Lucrum has even run into a situation where an existing client (that was a good fit) decided to create a spin-off organization, one that that did not align with our business vision. Thankfully, we were able to politely decline the client’s request to support the new business and find a competitor to service that new opportunity, while still keeping the original entity as our client.

2. Suspicious Activity or Numbers

Unexplained fluctuations in cash flow, discrepancies in the books or large payments made in cash can all be cause for concern.

However, we advise taking the time to understand the situation fully before jumping to conclusions.

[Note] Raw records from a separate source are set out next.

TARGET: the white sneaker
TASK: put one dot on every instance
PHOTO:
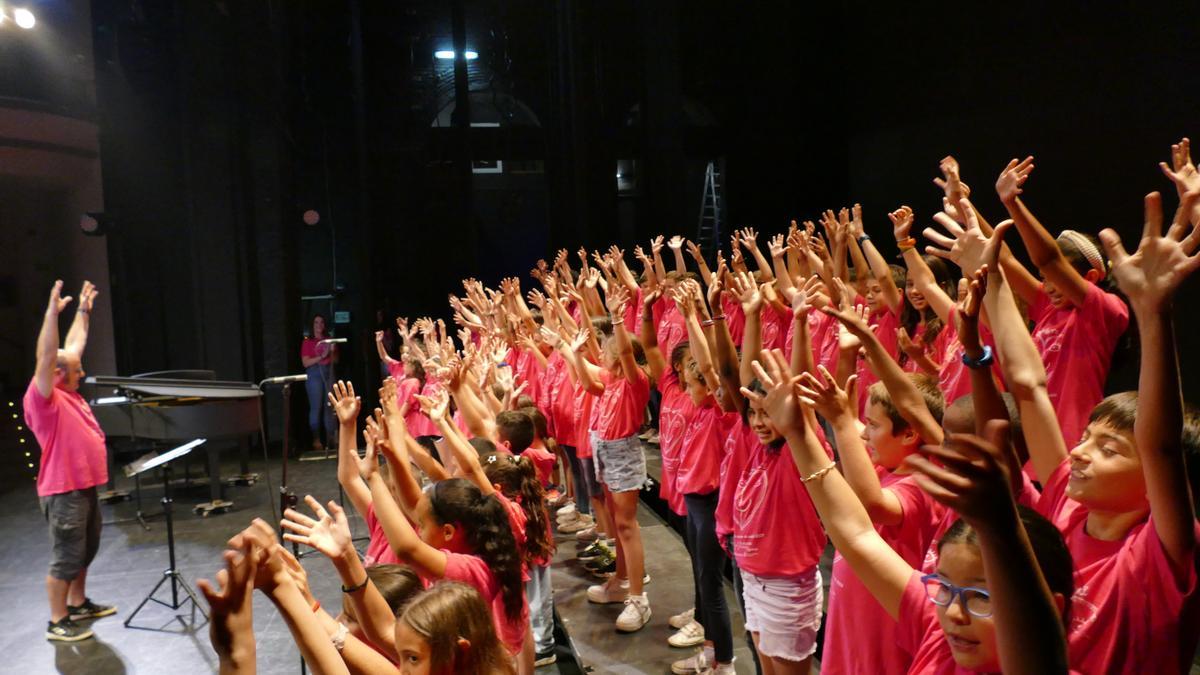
(607, 593)
(635, 615)
(580, 524)
(694, 664)
(682, 619)
(688, 637)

Hanlon’s Razor states: “Never attribute to malice that which is adequately explained by ignorance.” Maybe the client is simply inexperienced and needs guidance.

Start by inviting them to a meeting to discuss the observations and seek clarification. If, after clarification, things still don’t add up, it may be best to walk away. Otherwise, your business risks its own reputation if the suspicious activity does turn out to be fraudulent. Or even worse its own financial health if it ends up being the result of the client struggling financially (and can’t pay their invoices).

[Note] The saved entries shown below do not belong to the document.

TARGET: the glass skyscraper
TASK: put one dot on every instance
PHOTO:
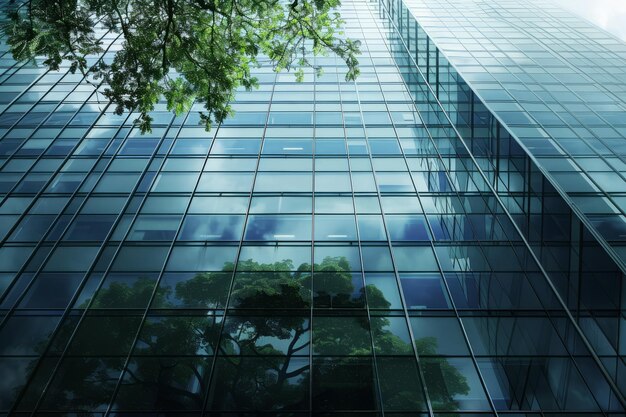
(443, 237)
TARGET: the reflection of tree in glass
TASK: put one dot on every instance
(263, 356)
(212, 45)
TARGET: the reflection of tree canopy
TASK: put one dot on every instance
(263, 353)
(212, 45)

While securing new business is important, it’s crucial to prioritize ventures that align with long-term goals and ethical standards. We’ve had several clients where our “sketch alarm” was going off so we either declined the opportunity or, if we did start working with them, made our exits as soon as possible.

3. Lack of Organization

A messy, disorganized office or warehouse can be a window into deeper management issues. If a potential client’s workplace or property is in disarray, it raises questions about their professionalism and approach to business.

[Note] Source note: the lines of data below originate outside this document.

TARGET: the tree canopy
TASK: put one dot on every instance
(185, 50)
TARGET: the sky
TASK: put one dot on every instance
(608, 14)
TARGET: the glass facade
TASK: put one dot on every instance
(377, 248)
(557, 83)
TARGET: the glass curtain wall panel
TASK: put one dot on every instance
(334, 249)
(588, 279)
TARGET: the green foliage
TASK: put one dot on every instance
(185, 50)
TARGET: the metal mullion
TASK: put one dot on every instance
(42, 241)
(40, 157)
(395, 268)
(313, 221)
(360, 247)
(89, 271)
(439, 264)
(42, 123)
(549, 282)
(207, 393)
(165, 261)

Getting the chance to peek inside a physical workspace won’t happen in every case. But for virtual relationships, there can be similar indicators.

Maybe the prospect is already coming unprepared to meetings or having trouble providing basic information needed to scope services. Or maybe initial Zoom meetings are cut off at 30 minutes because the client refuses to invest in paid Zoom accounts for its employees (read: not willing to invest in tools to achieve organizational alignment). We had one business where the son had taken over from the father but all the awards, framed pictures, etc. were all from the Dad’s era. The IT situation was a mess and even in the late 2010’s, they had several folks with a single 17” Dell monitor. Clearly no desire to reinvest in the business.

If an unwillingness to invest in organization is apparent now, imagine how this will translate into working with the client day-to-day. It won’t be pretty and it likely won’t result in the profitability projected due to wasted hours herding cats.

4. Showing Disrespect

Every client reserves the right to give feedback to vendors and service providers, even during the sales process. It matters, however, the way in which that feedback is given. A prospect showing disrespect before they are even officially a client is a big red flag.

A caustic client’s impact on your bottom line may take time to be felt, but it could even go as far as to affect your ability to retain employees. No one wants to work with a disrespectful or problematic client. Losing good staff can be incredibly costly. The time and money spent on recruitment, training, and the potential drop in productivity during the transition period can be significant.

Another variation on this same theme is clients who won’t take recommendations. If your company has been hired to provide strategic advice, it’s imperative to have clients respect that advice. Few things are as frustrating as a client who won’t listen, and then blames you when things inevitably fail. Best to prioritize the health of the organization and happiness of employees and politely decline.

Pro-tip: Find a small but insightful suggestion to include in the sales process and use that to gauge the client’s willingness to listen.

5. Can’t Scale to Support the New Business

Be honest about capacity and bandwidth. If taking on a new account would mean stretching the team too thin or jeopardizing existing client commitments, it’s wiser to decline. A good reputation is invaluable, and overextending resources could damage it.

Worse yet, an inability to scale risks alienating existing A-tier clients when their quality of service suffers. Losing long-standing, right-fit clients as a result of taking on more new clients that can’t be adequately staffed and supported isn’t exactly a model for long-term profitability.

In Conclusion

Remember, a healthy business is built on strong foundations and a healthy client base. By recognizing the above scenarios, businesses can make informed decisions about new business opportunities and ensure long-term success and profitability.